Many people in middle and low income jobs have barely seen any improvement in their incomes over the past 30 years, a report from the TUC says.
Low income workers have seen their pay rise by 27% in real terms over the past 30 years but rises for the top 10% of earners have been four times higher.
Its report found a "sharp divide" in earnings growth between professions.
While medical practitioners saw a 153% rise since the late 1970s, bakers' wages fell by 1%.
Wages grew by over 100% for judges, barristers and solicitors, while they fell by 5% for forklift truck drivers and 3% for packers and bottlers in the same period.
Its report, called "The Livelihood Crisis" by Stewart Lansley, says there has been a steady growth in "bad jobs", offering poor wages and job security.
It says there are almost twice as many people now earning a third less than the median compared with 1977.

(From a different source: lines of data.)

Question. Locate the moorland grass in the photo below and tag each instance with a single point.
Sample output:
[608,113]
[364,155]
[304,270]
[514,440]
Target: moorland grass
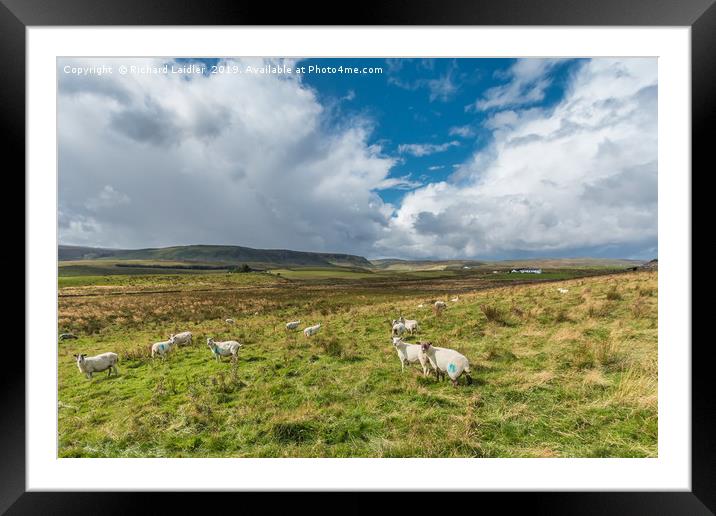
[556,375]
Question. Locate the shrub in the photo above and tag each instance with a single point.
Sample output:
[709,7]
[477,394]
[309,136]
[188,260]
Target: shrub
[330,346]
[495,315]
[562,316]
[292,432]
[614,295]
[639,309]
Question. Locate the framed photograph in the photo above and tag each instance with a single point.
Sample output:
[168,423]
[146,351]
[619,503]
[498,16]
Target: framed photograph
[420,253]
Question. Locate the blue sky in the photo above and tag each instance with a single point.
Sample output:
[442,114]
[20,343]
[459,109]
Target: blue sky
[430,159]
[423,102]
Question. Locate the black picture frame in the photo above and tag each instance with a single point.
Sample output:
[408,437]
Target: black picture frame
[17,15]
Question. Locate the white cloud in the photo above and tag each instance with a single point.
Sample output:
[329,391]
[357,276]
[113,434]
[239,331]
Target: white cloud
[244,159]
[425,149]
[108,197]
[528,80]
[577,178]
[399,183]
[464,131]
[442,88]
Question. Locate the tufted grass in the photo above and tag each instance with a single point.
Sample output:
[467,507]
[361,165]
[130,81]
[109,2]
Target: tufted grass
[556,375]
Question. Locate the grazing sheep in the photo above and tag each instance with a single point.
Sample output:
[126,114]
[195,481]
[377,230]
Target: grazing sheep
[97,364]
[224,349]
[311,330]
[162,348]
[410,354]
[182,338]
[292,325]
[448,361]
[440,306]
[397,329]
[410,324]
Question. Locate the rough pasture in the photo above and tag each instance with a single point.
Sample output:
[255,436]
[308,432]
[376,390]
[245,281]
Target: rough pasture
[556,375]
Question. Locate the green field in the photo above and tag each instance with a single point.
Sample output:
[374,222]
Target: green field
[556,375]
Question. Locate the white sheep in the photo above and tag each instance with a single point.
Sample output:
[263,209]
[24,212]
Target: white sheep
[411,325]
[397,329]
[448,361]
[162,348]
[292,325]
[410,354]
[311,330]
[97,364]
[224,349]
[182,338]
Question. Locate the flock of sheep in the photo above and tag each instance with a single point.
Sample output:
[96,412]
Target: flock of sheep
[441,360]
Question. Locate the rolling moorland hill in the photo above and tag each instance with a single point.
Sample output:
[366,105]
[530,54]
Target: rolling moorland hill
[214,253]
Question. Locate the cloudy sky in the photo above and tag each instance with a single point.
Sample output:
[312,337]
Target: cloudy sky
[442,158]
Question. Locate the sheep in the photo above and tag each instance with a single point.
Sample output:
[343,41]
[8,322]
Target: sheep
[97,364]
[397,329]
[446,360]
[182,338]
[224,349]
[410,324]
[409,354]
[311,330]
[162,348]
[293,325]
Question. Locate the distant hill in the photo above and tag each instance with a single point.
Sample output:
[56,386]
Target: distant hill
[227,254]
[396,264]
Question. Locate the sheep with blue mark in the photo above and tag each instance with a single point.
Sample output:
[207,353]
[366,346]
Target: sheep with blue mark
[224,349]
[410,354]
[448,361]
[163,347]
[97,363]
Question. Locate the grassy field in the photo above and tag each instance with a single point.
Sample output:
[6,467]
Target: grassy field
[556,375]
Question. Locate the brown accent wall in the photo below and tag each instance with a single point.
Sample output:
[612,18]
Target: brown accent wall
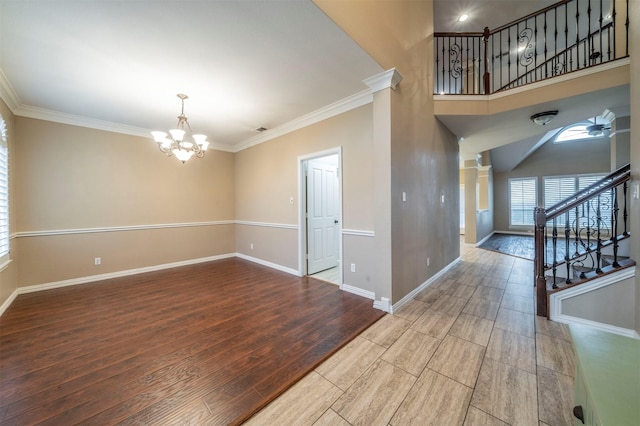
[424,161]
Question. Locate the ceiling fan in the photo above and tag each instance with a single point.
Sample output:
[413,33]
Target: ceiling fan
[597,129]
[592,128]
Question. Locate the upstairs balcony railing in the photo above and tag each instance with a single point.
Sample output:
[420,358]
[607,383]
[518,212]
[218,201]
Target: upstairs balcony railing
[568,36]
[579,238]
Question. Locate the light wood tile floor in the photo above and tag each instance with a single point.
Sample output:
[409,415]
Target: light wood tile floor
[468,350]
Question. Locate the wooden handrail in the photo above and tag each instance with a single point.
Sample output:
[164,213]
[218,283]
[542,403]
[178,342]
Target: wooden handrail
[558,55]
[615,178]
[542,216]
[531,15]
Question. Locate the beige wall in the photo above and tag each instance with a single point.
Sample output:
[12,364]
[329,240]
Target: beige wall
[9,275]
[77,181]
[266,177]
[634,37]
[424,162]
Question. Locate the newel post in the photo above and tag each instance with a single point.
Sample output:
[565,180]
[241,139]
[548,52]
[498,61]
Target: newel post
[487,76]
[540,220]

It added that a significant proportion of workers have received little if any financial benefit from the doubling in size of the British economy in the last 30 years.
TUC general secretary Brendan Barber said: "People often cite the recession as the source of this income squeeze but a livelihood crisis has been brewing in Britain for decades.
"The financial crash has exposed decades of limp wage growth offset by soaring household debt."
Mr Barber says the nation's entire economy needs to be radically transformed.
"The financial crisis should have led to a fundamental economic rethink but instead our discredited model of market capitalism has somehow emerged unscathed.
"Far from making the changes that we need, the coalition is instead introducing more punitive measures against those on low and middle incomes.
"Unless we radically transform our economy - from recasting the role of the state to prioritising a fairer distribution of new wealth and jobs - we will simply be storing up more problems for the future."